With the use of modern technology and advanced dental techniques, fitting them may be done all in one day. Below are the following steps:
- Consultation Stage – the initial dental consultation involves a two-way process. The dentist will first examine the patient and determine whether it would be the best choice for you. Don’t hesitate to ask your dentist about anything that troubles you or you’re curious about. For example, how long it will take or the price. Moreover, you can also ask your dentist for a simulation of how your or your child’s smile would look like after the series is complete.
- Record Evaluations – the entire procedure starts with collecting data about the patient’s dental records. The following data will be taken:
- Making Dental Impressions – the dentist will take an accurate impression of the patient’s teeth before the treatment. This will be done by using an impression putty and then using advanced technology, it will be digitized into the computer using a software. If there are other tools available, it will be read off the 3-D optical data directly from the patient’s mouth into the computer.
- Bite Registration – afterwards, the dentist will create a record of the patient’s bite pattern. For example, how his or her teeth in the lower and upper jaw meet with each other.
- Dental X-rays – these x-rays will provide your oral surgeons with enough data to evaluate the jaw bone and the tooth roots. Furthermore, this includes jawbone health as well as its current root positioning. A panoramic x-ray or a full-mouth series, or possibly both, may also be taken.
- Photographs – the dentist would require the patient to take several pictures of his or her facial feature. This includes front and side photos, front and side close-up of closed teeth, and close-up pictures of upper and lower dental arches. All these, along with any comments from the dentist, will be sent to the manufacturer.
- Simulation – after receiving all the data, they will then generate a simulation that shows the different stages of patient’s teeth through the entire realignment session. This simulation will be given back to our dentist for any further suggestions or a final “GO” signal. The patient can also see this simulation through the screen inside the clinic. Just ask your doctor about it.
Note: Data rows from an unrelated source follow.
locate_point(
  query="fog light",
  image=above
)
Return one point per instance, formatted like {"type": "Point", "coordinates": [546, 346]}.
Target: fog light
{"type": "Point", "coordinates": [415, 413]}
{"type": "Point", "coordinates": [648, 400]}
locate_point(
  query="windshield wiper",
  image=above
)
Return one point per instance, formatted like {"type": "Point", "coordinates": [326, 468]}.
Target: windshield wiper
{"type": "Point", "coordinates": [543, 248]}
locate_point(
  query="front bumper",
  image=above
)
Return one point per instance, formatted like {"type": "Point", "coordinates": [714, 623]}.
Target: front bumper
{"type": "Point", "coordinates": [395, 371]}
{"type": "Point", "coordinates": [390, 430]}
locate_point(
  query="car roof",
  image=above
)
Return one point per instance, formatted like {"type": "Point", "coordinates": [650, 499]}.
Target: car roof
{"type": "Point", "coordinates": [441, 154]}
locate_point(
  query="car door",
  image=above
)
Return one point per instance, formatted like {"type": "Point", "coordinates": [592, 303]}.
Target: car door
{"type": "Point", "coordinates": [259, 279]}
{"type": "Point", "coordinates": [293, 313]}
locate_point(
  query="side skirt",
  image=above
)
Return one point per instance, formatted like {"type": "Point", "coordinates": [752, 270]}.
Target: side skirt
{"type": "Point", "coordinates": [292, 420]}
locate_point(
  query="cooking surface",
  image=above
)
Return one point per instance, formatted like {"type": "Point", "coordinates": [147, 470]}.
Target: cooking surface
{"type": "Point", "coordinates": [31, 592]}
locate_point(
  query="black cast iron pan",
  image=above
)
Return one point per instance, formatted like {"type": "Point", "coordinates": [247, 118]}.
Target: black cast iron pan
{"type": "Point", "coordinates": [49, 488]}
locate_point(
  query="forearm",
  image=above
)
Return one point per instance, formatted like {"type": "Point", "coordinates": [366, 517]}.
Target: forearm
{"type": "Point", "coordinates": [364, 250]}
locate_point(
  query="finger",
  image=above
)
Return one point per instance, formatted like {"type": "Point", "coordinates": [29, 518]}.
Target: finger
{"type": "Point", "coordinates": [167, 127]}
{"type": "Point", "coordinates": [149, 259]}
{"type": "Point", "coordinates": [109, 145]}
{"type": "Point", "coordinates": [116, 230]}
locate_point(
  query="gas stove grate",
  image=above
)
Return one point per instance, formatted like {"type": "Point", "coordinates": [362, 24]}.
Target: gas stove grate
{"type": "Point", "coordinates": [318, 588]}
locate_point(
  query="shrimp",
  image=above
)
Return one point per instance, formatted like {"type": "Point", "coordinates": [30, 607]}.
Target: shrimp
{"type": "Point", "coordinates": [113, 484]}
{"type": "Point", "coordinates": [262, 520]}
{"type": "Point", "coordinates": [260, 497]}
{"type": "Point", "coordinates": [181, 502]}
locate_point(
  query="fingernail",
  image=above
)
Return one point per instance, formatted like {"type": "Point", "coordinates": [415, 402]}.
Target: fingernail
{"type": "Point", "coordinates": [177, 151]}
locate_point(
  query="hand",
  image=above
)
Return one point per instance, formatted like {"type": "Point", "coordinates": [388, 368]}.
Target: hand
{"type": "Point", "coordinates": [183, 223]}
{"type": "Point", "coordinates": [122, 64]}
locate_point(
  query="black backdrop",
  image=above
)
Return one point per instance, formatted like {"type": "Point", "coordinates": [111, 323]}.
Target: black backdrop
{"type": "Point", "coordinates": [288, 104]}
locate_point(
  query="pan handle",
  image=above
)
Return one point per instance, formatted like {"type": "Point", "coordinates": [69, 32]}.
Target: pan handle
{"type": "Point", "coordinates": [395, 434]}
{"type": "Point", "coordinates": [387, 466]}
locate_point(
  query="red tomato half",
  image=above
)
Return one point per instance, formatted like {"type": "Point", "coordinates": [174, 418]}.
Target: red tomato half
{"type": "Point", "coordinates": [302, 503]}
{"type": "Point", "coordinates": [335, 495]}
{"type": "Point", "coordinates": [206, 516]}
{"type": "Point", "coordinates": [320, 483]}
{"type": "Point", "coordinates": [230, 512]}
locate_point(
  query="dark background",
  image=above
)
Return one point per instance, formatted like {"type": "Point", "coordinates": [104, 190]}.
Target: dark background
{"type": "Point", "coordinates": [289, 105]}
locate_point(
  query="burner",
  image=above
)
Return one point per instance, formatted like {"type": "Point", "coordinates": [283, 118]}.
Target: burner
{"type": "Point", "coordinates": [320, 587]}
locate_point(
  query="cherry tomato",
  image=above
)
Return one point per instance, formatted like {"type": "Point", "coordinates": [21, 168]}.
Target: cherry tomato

- Manufacturing and Delivery – once our doctor has developed a plan, the aligners will then be created using computer-aided manufacturing (CAM). Afterwards, those will be delivered here and given to you during your final consultation with our dentist.
- How long do you need to wear them? – The entire duration of treatment depends on how severe the patient’s case is. Overall, it can be expected to take over a year to finish. Also, each set must be worn constantly for 2 weeks straight, as many hours in a day (and night) as possible.